In Dunn vs. Dunn, 1 S. C., 354, this Court used the following language: “It is settled law in this State that without the aid of a Court of Equity a married woman cannot dispose cf or charge her separate estate except in the execution of powers conferred by the instrument conferring such estate.”

That the Court of Equity in this State has exercised over trusts in favor of married women the same control that they can themselves exercise in regard to them in England, cannot be doubted or disputed, with this limitation, that this Court will only extend its approval where the proposed change or act is to enure to the interest of the beneficiaries.

It is objected that if the Court had the power which is claimed for it, no rights of Mrs. Fishburne in the premises were affected by the order, because the proceeding was by petition, a process under which no judgment could be rendered that could bind the separate estate of a feme eovert. The form resorted to was the one in general practice where no adversary rights were asserted against the settled property of the married woman. The petition was not only by the trustees in whom the legal title vested, but virtually also by Mrs. Fishburne and her husband, who not only certify to the truth of the facts set forth in it, but “respectfully join in the prayer thereof.” The petition to which they were parties avers that they had made application to the trustees, the co-petitioners “ to raise a sum sufficient to enable them to carry on the planting operations of the said plantation by giving a mortgage of the said Enfield plantation.” The legal title to the property has vested in Mrs. Fishburne, freed and discharged from all trusts. She has enjoyed the benefit of the advance made at her own request under a judgment of the Court *320which stands unreversed. Can she assail it in the mode she now proposes ? It is valid and binding because the Court which ordered it had jurisdiction over the parties and the property in the ease in which it was rendered, and it cannot be vacated in this collateral way.

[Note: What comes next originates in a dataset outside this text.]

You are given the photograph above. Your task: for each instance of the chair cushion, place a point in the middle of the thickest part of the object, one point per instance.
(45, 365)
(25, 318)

We cannot sustain the proposition of the appellants, which seeks to treat Dr. Fishburne as the principal in the debt, and the trust estate only as the surety, and thence claims to discharge the latter from all liability on the mortgage by reason of the extension of indulgence by the creditor, the holder of it.

In no possible view can such a relation be inferred from the transaction, looking to all of it as a whole.

The petition, so far from regarding the plantation as a surety for the bond of Dr. Fishburne, on which the means of carrying on the planting operations were to be raised, shows that the application was to permit the trustees “ to mortgage the said plantation for the purpose of raising the sum required for the purposes set forth.”

The bond given was that of Dr. Fishburne, but the name of any other obligor would as well have answered the purpose in view ; in fact, the proper parties to have executed the bond were the trustees who held the legal title to the estate which was to be mortgaged. Equity looks not to the form, but to the substance and essence of the transaction. The very mortgage which secures the debt avers that it was incurred for the benefit of the trust estate. We see nothing which can in any way convert the wife into a surety for the husband ; the debt, though nominally his, was not so in fact. The real debtor (so to speak) was the trust estate, and it must respond to the obligation it has incurred.

The motion is dismissed, and the case remanded to the Circuit Court for Georgetown County, that the further order, now necessary by the lapse of time, may be had for the proper enforcement of the judgment.

Wright, A. J., and Willard, A. J., concurred.